A council which is planning to sell a Henry Moore sculpture may not have the right to sell it and may not even own it, an arts charity has said.
Lutfur Rahman, mayor of Tower Hamlets in east London, decided to sell Draped Seated Woman in an attempt to claw back money lost in budget cuts.
The sculpture, known as “Old Flo”, was originally sold to London County Council by Castle-ford-born Moore at a below-market price in the 1960s on the understanding it would be placed in east London.
Tower Hamlets assumed responsibility for it after Greater London Council was abolished and it has been loaned to Yorkshire Sculpture Park, near Wakefield, for the last 15 years. A spokeswoman for the Art Fund said it was not clear that the council has the right to sell the sculpture.
“Our research suggests that works of public art were handled separately from land and buildings when both the London County Council and the Greater London Council were dissolved. For this reason our lawyers have been in touch with the council to ask for more information, which they have so far failed to provide.”

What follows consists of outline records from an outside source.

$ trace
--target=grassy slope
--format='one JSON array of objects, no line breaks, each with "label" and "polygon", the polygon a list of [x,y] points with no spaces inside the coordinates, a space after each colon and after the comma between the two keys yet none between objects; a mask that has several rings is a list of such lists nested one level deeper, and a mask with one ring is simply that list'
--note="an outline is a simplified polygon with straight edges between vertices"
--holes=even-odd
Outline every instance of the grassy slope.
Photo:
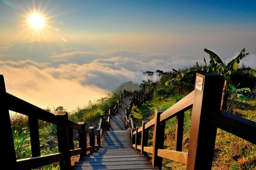
[{"label": "grassy slope", "polygon": [[[97,126],[99,116],[105,114],[108,107],[115,104],[120,94],[114,94],[107,98],[102,98],[94,103],[90,103],[84,108],[78,108],[76,110],[69,113],[69,119],[78,123],[86,122],[87,126]],[[55,110],[51,111],[56,113]],[[107,116],[107,115],[105,115]],[[20,114],[16,114],[11,117],[11,123],[13,128],[13,137],[17,159],[32,157],[31,148],[28,127],[28,118]],[[56,127],[41,121],[38,122],[39,137],[41,155],[46,155],[58,152]],[[76,136],[76,135],[74,135]],[[74,144],[78,146],[77,138],[75,137]],[[44,169],[58,169],[53,165],[44,166]]]},{"label": "grassy slope", "polygon": [[[155,109],[166,110],[182,98],[177,95],[171,95],[165,99],[155,95],[152,99],[141,105],[133,108],[137,126],[140,126],[143,120],[150,120],[154,118]],[[254,106],[255,101],[240,102],[234,109],[234,113],[243,117],[256,121],[256,112]],[[244,107],[244,106],[246,106]],[[183,151],[187,152],[191,123],[191,110],[185,112],[183,137]],[[166,123],[164,147],[173,150],[175,145],[176,119],[173,118]],[[152,131],[149,133],[152,135]],[[152,141],[149,140],[149,144]],[[256,170],[256,145],[218,129],[216,139],[215,154],[212,170]],[[149,157],[151,154],[148,154]],[[166,159],[163,159],[163,170],[186,170],[186,166]]]}]

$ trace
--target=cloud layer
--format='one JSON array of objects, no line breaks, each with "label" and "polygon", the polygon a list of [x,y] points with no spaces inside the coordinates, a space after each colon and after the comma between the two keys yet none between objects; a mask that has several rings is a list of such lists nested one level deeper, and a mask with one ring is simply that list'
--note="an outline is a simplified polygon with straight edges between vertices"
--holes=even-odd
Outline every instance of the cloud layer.
[{"label": "cloud layer", "polygon": [[[0,74],[8,92],[42,108],[63,105],[70,110],[106,96],[124,82],[141,82],[143,72],[178,69],[203,58],[95,51],[73,43],[17,42],[0,46]],[[207,54],[204,57],[207,58]],[[226,63],[231,60],[223,58]],[[242,62],[256,67],[256,56],[250,54]]]}]

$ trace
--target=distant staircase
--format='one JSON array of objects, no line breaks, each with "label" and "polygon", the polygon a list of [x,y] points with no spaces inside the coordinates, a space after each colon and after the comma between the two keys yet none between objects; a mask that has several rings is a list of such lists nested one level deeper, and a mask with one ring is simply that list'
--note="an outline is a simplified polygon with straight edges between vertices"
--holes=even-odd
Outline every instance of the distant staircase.
[{"label": "distant staircase", "polygon": [[131,146],[130,132],[125,123],[125,108],[131,98],[125,95],[115,115],[111,118],[110,130],[105,131],[101,147],[80,158],[73,170],[159,170],[153,167],[146,156]]}]

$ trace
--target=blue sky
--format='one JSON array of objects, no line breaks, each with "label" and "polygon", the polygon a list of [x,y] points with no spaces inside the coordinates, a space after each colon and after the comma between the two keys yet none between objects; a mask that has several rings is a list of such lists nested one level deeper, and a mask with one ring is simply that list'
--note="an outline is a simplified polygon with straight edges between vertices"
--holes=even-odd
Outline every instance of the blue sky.
[{"label": "blue sky", "polygon": [[[36,31],[27,22],[34,8],[46,19]],[[245,47],[242,61],[255,68],[255,8],[253,0],[0,0],[0,74],[14,95],[73,110],[140,83],[143,72],[202,62],[204,48],[227,62]]]}]

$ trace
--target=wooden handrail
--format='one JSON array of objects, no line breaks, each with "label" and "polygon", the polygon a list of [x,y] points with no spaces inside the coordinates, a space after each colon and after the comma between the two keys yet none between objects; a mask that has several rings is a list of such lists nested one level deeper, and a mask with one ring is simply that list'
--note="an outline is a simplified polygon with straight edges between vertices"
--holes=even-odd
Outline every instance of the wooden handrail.
[{"label": "wooden handrail", "polygon": [[[0,123],[0,126],[2,129],[6,129],[3,133],[6,137],[2,140],[3,146],[6,146],[7,148],[3,150],[0,153],[1,158],[5,158],[1,160],[1,169],[31,169],[59,162],[62,170],[69,170],[71,167],[70,156],[77,154],[81,156],[86,155],[87,151],[94,151],[95,148],[100,146],[100,140],[95,144],[94,140],[92,140],[94,137],[93,136],[96,135],[98,139],[100,135],[99,133],[93,130],[94,127],[90,127],[91,129],[89,129],[85,127],[83,122],[76,124],[69,120],[67,112],[59,112],[55,115],[7,93],[3,75],[0,75],[0,94],[2,101],[4,101],[1,108],[4,110],[2,116],[2,122],[4,123]],[[29,116],[32,158],[16,160],[8,110]],[[57,125],[59,153],[41,156],[38,120]],[[80,148],[76,149],[73,149],[73,129],[79,132]],[[87,146],[87,133],[91,135],[90,147]]]},{"label": "wooden handrail", "polygon": [[[157,111],[154,119],[148,122],[143,122],[143,126],[137,128],[136,130],[133,119],[130,119],[130,128],[133,129],[130,130],[131,146],[140,150],[141,153],[153,154],[152,164],[160,169],[162,158],[186,164],[187,170],[211,169],[217,128],[256,144],[256,122],[219,110],[223,77],[213,73],[201,73],[197,74],[196,79],[195,91],[166,110],[162,113]],[[141,100],[140,92],[135,92],[134,95],[136,101]],[[146,95],[141,98],[142,100]],[[184,113],[192,108],[189,152],[183,152]],[[163,149],[165,122],[175,116],[176,116],[175,150]],[[147,133],[148,129],[152,127],[153,147],[149,147],[147,145]],[[135,136],[136,140],[134,139]],[[203,159],[206,160],[204,164],[201,162]]]}]

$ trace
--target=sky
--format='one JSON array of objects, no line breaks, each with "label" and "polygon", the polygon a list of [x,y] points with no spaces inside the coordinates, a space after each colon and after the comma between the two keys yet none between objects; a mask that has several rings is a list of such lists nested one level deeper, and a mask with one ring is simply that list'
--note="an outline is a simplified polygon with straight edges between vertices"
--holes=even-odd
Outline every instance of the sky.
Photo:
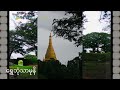
[{"label": "sky", "polygon": [[[15,24],[12,19],[12,13],[10,13],[10,30],[15,28]],[[54,18],[60,19],[65,17],[64,11],[39,11],[38,13],[38,59],[42,60],[45,56],[48,42],[50,30],[52,29],[52,21]],[[103,31],[103,27],[106,25],[105,23],[100,23],[100,11],[86,11],[86,17],[88,22],[85,23],[85,30],[83,34],[88,34],[91,32],[108,32]],[[68,17],[68,16],[66,16]],[[18,21],[16,21],[18,22]],[[23,21],[24,22],[24,21]],[[69,42],[68,40],[64,40],[63,38],[52,37],[53,47],[56,52],[57,59],[60,60],[61,63],[66,64],[68,60],[72,60],[75,56],[78,55],[78,52],[82,52],[82,46],[75,47],[73,42]],[[34,54],[34,53],[32,53]],[[17,58],[20,57],[19,54],[13,54],[12,57]]]}]

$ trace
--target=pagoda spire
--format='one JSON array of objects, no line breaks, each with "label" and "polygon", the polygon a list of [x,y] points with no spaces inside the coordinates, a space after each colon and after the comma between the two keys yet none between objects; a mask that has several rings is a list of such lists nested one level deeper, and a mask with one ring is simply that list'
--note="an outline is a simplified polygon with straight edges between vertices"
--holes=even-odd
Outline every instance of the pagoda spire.
[{"label": "pagoda spire", "polygon": [[55,51],[54,51],[54,48],[53,48],[53,45],[52,45],[51,33],[50,33],[50,36],[49,36],[49,45],[48,45],[47,52],[45,54],[45,59],[44,60],[46,61],[46,60],[50,60],[50,59],[57,60],[56,54],[55,54]]}]

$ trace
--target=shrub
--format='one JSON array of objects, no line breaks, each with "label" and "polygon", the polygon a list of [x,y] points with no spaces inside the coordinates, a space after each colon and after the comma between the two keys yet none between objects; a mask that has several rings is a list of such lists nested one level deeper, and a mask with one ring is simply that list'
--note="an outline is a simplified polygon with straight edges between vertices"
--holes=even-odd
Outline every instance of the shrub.
[{"label": "shrub", "polygon": [[26,55],[24,56],[24,64],[29,65],[29,64],[37,64],[38,60],[35,55]]},{"label": "shrub", "polygon": [[82,59],[84,61],[99,61],[99,62],[110,61],[111,53],[83,53]]}]

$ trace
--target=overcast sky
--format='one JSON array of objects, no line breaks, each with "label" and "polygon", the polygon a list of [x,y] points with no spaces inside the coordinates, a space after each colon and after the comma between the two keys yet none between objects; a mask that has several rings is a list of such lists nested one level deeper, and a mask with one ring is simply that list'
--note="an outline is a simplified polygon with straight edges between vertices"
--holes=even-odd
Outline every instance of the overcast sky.
[{"label": "overcast sky", "polygon": [[[11,12],[13,13],[13,12]],[[10,13],[10,14],[11,14]],[[64,17],[64,11],[39,11],[38,14],[38,59],[43,60],[45,56],[48,42],[50,30],[52,29],[52,21],[54,18],[59,19]],[[85,23],[85,30],[83,34],[88,34],[91,32],[105,32],[103,31],[103,27],[106,25],[105,23],[100,23],[100,11],[86,11],[86,17],[88,22]],[[14,29],[15,24],[12,21],[12,15],[10,16],[10,29]],[[106,32],[109,32],[106,31]],[[66,64],[68,60],[73,59],[78,55],[79,51],[82,51],[81,47],[75,47],[73,42],[69,42],[68,40],[64,40],[63,38],[52,37],[53,47],[56,52],[57,59],[60,60],[61,63]],[[20,55],[13,54],[13,57],[19,57]]]}]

The council should “consider all options” including moving the work into a museum instead of selling, she said.
The council has acknowledged it was a “tough decision” but one made due to the “massive government cuts we are facing”. Mr Rahman said: “For the Art Fund to challenge our ownership after a period of nearly 30 years seems to be a desperate PR stunt.
“First we had members of the art world telling a poverty-stricken borough not to sell the sculpture. Then we were told to place Old Flo out of reach in an inaccessible inner courtyard of the Barbican. And now they say we don’t even own it.”